Plugin classifiers

Matthieu R Bloch

Plugin methods

  • The Bayes classifier requires the knowledge of \(P_X\) and \(P_{Y|X}\)

  • We can learn \(P_X\) and \(P_{Y|X}\) from the data itself and plug the result into the Bayes classifier

  • The Bayes classifier only requires \(P_{Y|X}\)
    • Generative classifier: learn \(P_X\) and \(P_{Y|X}\) (can compute \(P_{X|Y}\))
    • Discriminative classifier: learn \(P_{Y|X}\) directly
  • Models can be of two types
    • Parametric: strong assumption about underlying distribution (e.g., Gaussian, Multinomial, etc.)
    • Non-Parametric: no assumption about form of underlying distribution
  • All possible combinations are possible

  • Question: what are \(K\)-NN classifiers?
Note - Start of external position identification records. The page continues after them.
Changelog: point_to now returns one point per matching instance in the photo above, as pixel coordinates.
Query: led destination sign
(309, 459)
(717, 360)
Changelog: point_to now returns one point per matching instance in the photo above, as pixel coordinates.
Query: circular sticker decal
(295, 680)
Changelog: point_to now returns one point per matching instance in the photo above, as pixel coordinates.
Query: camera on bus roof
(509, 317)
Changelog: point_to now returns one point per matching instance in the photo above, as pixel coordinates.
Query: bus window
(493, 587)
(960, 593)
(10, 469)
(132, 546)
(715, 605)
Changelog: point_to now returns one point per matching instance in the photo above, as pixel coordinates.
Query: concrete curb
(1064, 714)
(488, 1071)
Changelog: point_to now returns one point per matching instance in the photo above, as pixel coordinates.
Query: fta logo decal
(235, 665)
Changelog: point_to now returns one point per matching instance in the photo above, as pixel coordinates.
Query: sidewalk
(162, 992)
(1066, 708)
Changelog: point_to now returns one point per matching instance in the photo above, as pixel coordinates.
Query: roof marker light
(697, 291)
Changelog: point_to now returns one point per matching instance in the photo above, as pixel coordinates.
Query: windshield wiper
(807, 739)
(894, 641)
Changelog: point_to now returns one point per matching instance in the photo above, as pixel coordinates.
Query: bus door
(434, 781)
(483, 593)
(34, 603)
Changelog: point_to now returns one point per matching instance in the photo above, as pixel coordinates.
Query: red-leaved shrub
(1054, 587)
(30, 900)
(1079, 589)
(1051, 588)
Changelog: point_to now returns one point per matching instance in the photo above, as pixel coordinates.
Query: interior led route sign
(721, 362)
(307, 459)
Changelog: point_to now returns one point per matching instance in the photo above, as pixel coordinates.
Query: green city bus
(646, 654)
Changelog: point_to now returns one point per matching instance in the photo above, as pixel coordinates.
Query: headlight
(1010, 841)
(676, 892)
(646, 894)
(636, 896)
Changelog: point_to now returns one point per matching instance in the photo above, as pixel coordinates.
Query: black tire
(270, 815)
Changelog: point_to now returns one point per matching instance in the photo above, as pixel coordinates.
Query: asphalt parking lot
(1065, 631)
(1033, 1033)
Maximum likelihood estimation

  • Consider a parametric density \(p_{\theta}(x)\) with unknown \(\theta\in\bbR^d\)

  • Assume that we have i.i.d. generated data points \(\{x_i\}_{i=1}^N\)

  • The likelihood is \(\mathcal{L}(\theta)\eqdef\P[\theta]{\{x_i\}_{i=1}^N}=\prod_{i=1}^N p_{\theta}(x_i)\)

  • The log-likelihood is \(\ell(\theta)\eqdef\log\mathcal{L}(\theta)\eqdef\log\P[\theta]{\{x_i\}_{i=1}^N}=\sum_{i=1}^N \log p_{\theta}(x_i)\)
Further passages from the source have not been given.